# Technical Data Extraction: OpenWeb Log-Log Plot
## 1. Component Isolation
* **Header:** Contains the title "OpenWeb".
* **Main Chart:** A log-log scatter plot with a linear regression line.
* **Axes:**
* **Y-axis (Vertical):** Labeled "$p$", representing a probability or density.
* **X-axis (Horizontal):** Labeled "$\tau$" (tau), representing a time constant or interval.
## 2. Axis Configuration and Scale
The chart utilizes a logarithmic scale (base 10) for both axes, indicating a power-law relationship between the variables.
* **Y-axis ($p$):**
* Range: $10^{-5}$ to $10^{-3}$.
* Major markers: $10^{-5}$, $10^{-4}$, $10^{-3}$.

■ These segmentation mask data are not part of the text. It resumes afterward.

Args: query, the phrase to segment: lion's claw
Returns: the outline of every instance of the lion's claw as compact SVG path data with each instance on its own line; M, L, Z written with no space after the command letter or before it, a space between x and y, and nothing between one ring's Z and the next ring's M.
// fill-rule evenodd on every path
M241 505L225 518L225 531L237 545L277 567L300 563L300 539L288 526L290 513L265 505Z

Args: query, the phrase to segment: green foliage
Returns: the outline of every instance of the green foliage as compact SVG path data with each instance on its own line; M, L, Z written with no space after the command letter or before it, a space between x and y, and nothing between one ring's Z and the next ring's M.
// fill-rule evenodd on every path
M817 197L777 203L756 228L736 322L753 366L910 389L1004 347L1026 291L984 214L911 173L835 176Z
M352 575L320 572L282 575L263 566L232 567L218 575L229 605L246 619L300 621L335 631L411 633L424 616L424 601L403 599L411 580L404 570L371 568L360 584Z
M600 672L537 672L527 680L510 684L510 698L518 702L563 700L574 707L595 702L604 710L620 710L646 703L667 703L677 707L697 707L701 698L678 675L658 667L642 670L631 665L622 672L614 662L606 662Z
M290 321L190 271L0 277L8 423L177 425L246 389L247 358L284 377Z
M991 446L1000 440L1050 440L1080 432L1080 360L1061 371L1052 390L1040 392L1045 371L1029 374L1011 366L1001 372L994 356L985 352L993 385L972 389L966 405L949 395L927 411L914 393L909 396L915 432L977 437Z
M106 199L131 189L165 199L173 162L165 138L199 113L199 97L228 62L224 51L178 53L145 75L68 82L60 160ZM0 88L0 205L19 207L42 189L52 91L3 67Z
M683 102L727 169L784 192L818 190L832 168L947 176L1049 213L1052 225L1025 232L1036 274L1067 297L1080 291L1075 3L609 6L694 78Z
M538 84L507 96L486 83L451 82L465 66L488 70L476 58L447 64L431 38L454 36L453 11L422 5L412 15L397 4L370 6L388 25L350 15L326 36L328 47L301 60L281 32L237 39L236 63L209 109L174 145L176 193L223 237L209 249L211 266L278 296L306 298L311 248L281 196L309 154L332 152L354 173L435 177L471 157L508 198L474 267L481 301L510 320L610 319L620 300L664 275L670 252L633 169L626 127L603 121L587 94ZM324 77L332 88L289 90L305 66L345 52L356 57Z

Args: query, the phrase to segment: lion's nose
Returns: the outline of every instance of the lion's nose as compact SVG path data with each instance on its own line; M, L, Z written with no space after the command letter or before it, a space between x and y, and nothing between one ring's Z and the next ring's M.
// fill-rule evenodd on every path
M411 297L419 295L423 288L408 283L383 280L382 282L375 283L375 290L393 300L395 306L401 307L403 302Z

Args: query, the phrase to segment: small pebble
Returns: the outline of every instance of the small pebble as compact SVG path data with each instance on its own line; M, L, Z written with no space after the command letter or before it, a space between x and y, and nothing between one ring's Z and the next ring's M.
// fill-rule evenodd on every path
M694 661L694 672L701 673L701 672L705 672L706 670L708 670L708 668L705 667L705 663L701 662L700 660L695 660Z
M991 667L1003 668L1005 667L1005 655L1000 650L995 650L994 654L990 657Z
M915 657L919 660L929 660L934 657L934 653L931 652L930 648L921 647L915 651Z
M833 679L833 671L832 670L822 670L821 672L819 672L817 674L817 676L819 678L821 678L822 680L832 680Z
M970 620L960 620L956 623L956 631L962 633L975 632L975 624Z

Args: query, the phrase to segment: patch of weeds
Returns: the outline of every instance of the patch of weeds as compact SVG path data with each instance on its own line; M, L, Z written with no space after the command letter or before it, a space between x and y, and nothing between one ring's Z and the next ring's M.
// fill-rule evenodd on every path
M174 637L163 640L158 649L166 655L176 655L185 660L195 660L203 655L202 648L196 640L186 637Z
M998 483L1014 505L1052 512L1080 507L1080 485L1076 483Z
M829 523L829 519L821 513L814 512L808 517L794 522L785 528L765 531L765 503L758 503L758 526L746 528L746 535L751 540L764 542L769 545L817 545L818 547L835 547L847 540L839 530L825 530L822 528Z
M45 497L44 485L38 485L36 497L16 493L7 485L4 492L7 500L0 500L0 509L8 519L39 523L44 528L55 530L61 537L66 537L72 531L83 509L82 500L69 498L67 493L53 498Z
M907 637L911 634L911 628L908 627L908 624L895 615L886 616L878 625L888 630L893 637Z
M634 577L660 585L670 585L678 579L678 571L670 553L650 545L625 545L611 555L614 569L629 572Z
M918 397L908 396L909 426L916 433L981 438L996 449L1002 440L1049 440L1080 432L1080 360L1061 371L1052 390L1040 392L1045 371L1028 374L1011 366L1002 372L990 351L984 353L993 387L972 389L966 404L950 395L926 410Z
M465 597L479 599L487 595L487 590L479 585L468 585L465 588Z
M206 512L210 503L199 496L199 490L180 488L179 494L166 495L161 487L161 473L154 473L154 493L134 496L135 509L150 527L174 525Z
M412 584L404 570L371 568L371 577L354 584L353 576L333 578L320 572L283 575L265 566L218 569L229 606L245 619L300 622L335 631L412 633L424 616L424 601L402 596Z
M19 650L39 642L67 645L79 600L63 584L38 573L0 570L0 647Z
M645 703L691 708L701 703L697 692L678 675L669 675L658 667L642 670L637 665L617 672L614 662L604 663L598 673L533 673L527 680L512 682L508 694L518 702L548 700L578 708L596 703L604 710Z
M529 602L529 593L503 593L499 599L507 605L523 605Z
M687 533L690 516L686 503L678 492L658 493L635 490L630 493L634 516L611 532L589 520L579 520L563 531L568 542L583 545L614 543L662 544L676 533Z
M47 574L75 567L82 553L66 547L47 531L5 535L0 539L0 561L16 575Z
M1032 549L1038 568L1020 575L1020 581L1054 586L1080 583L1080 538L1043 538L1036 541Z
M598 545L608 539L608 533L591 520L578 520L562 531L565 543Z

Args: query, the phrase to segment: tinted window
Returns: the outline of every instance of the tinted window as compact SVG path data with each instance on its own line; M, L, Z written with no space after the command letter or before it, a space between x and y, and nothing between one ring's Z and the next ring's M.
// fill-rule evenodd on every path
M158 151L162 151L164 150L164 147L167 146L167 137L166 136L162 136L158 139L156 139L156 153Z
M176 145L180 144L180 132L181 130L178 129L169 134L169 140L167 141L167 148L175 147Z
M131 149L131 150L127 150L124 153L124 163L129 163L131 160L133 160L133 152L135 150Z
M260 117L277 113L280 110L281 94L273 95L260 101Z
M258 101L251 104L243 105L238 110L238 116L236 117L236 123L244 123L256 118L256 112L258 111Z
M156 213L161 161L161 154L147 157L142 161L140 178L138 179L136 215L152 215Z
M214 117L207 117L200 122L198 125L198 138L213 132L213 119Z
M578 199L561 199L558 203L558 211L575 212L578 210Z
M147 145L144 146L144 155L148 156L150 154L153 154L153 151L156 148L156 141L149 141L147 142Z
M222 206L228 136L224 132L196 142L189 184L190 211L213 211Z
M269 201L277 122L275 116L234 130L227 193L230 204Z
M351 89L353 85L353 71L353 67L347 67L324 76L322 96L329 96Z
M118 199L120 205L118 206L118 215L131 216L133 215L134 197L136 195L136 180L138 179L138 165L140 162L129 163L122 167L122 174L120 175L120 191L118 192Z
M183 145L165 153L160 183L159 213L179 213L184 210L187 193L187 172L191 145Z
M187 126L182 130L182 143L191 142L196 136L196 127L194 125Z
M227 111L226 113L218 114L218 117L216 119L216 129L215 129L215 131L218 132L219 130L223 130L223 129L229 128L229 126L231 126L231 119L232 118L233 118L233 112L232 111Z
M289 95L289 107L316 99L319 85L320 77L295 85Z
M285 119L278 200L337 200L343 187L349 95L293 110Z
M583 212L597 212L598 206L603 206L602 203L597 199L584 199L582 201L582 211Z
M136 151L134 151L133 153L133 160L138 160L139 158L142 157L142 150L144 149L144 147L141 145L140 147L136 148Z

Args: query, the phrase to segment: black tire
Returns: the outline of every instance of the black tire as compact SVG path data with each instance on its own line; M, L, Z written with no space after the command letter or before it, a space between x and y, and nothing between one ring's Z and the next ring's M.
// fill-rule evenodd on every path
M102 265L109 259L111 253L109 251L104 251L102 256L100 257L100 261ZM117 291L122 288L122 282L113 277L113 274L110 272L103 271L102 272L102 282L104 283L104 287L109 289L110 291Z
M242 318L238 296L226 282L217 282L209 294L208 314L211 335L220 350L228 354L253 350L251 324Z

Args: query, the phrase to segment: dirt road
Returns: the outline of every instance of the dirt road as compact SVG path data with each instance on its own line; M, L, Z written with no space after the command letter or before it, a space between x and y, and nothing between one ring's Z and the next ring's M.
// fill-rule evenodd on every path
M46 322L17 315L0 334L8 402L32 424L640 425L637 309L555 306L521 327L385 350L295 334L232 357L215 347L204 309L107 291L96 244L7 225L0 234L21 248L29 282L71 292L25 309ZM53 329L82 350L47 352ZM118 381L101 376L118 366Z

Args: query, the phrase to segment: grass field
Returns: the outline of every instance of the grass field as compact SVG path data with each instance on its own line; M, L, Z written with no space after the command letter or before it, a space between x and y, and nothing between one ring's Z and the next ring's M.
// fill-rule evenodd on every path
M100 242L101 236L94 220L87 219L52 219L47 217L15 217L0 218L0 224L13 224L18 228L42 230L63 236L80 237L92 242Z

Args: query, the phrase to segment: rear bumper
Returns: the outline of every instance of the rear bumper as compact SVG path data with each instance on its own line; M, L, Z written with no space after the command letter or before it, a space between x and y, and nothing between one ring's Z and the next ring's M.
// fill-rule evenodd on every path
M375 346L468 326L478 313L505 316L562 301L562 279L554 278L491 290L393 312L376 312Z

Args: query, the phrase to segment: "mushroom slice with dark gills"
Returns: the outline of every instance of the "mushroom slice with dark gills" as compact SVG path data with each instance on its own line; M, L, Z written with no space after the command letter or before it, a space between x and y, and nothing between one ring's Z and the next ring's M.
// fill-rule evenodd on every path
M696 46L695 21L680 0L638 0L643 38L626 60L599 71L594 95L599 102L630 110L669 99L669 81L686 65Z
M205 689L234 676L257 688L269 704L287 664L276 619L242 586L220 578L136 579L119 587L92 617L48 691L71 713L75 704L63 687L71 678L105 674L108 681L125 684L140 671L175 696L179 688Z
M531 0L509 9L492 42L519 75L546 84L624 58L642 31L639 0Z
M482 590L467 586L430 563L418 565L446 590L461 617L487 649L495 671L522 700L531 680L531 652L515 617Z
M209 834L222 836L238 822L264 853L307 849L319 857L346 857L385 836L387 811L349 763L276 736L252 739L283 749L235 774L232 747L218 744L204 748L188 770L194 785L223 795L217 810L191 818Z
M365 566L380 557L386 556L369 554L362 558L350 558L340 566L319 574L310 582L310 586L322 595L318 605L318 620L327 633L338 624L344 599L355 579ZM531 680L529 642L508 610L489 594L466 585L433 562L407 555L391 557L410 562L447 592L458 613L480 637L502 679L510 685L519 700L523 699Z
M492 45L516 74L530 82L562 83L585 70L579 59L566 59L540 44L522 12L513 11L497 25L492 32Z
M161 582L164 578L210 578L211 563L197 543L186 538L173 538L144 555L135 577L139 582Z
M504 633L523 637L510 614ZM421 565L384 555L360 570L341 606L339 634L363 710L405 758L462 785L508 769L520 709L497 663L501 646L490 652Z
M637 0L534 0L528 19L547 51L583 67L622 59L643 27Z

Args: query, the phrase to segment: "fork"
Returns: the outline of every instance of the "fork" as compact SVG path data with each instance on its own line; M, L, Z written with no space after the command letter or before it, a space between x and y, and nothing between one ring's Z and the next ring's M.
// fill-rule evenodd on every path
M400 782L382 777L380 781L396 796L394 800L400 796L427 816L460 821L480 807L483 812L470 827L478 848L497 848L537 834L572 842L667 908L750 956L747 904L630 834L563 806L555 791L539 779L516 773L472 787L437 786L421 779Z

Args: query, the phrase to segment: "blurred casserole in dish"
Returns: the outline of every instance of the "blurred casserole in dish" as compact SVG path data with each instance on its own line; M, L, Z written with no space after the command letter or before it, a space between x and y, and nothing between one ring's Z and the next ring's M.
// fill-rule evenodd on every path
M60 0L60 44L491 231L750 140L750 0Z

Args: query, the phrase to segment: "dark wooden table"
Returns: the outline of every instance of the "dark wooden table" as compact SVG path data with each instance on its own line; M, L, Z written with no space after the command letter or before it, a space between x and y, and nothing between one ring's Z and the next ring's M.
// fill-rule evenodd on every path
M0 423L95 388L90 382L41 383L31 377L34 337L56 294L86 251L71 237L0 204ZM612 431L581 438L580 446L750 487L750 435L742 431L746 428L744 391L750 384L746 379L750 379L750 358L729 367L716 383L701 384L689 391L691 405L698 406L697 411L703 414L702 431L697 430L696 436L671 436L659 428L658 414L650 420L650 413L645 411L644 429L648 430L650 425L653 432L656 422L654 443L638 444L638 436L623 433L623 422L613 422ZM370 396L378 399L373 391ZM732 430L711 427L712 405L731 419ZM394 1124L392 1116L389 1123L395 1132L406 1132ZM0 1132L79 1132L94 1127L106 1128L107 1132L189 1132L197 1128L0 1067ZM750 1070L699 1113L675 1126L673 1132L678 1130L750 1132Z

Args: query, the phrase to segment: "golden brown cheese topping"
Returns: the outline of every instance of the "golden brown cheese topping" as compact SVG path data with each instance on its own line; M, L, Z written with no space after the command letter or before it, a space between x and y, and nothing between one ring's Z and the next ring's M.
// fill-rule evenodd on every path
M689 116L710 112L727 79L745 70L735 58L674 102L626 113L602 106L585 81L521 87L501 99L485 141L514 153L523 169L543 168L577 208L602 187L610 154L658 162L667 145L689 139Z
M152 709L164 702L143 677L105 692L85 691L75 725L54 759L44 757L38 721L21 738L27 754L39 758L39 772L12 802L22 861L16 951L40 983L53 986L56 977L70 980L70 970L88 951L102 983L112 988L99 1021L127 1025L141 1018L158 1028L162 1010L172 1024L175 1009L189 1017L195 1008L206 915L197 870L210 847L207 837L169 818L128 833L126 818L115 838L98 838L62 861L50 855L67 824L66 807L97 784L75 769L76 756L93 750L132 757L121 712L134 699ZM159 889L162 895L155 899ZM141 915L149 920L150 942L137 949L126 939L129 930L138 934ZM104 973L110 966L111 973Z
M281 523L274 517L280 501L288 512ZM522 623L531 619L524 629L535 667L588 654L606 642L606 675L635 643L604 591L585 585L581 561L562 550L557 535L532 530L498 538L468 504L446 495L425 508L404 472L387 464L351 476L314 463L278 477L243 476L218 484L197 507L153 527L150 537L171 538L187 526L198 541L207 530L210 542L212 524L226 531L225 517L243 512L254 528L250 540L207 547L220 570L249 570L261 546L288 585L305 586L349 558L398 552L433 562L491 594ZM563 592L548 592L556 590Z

* A faint horizontal grid line is present at the $10^{-4}$ level.
* **X-axis ($\tau$):**
* Range: $10^1$ (10) to $10^3$ (1000).
* Major markers: $10^1$, $10^3$.
* The midpoint between $10^1$ and $10^3$ (which would be $10^2$ or 100) is not explicitly labeled but is visually the center of the axis.
## 3. Data Series Analysis
### Series 1: Observed Data Points (Blue Circles)
* **Visual Trend:** The data points form a downward-sloping linear pattern on the log-log scale. This confirms a negative power-law correlation.
* **Spatial Distribution:** There are 7 distinct blue circular data points.
* **Estimated Data Points:**
| Point | $\tau$ (approx) | $p$ (approx) |
| :--- | :--- | :--- |
| 1 | $2 \times 10^1$ | $8 \times 10^{-4}$ |
| 2 | $4 \times 10^1$ | $4 \times 10^{-4}$ |
| 3 | $7 \times 10^1$ | $2 \times 10^{-4}$ |
| 4 | $1 \times 10^2$ | $1 \times 10^{-4}$ |
| 5 | $2 \times 10^2$ | $5 \times 10^{-5}$ |
| 6 | $4 \times 10^2$ | $2 \times 10^{-5}$ |
| 7 | $7 \times 10^2$ | $1 \times 10^{-5}$ |
### Series 2: Regression Line (Red Solid Line)
* **Description:** A solid red line passes through the center of the data points, representing the best-fit power-law model.
* **Slope:** The slope is negative, consistent with the decay of $p$ as $\tau$ increases.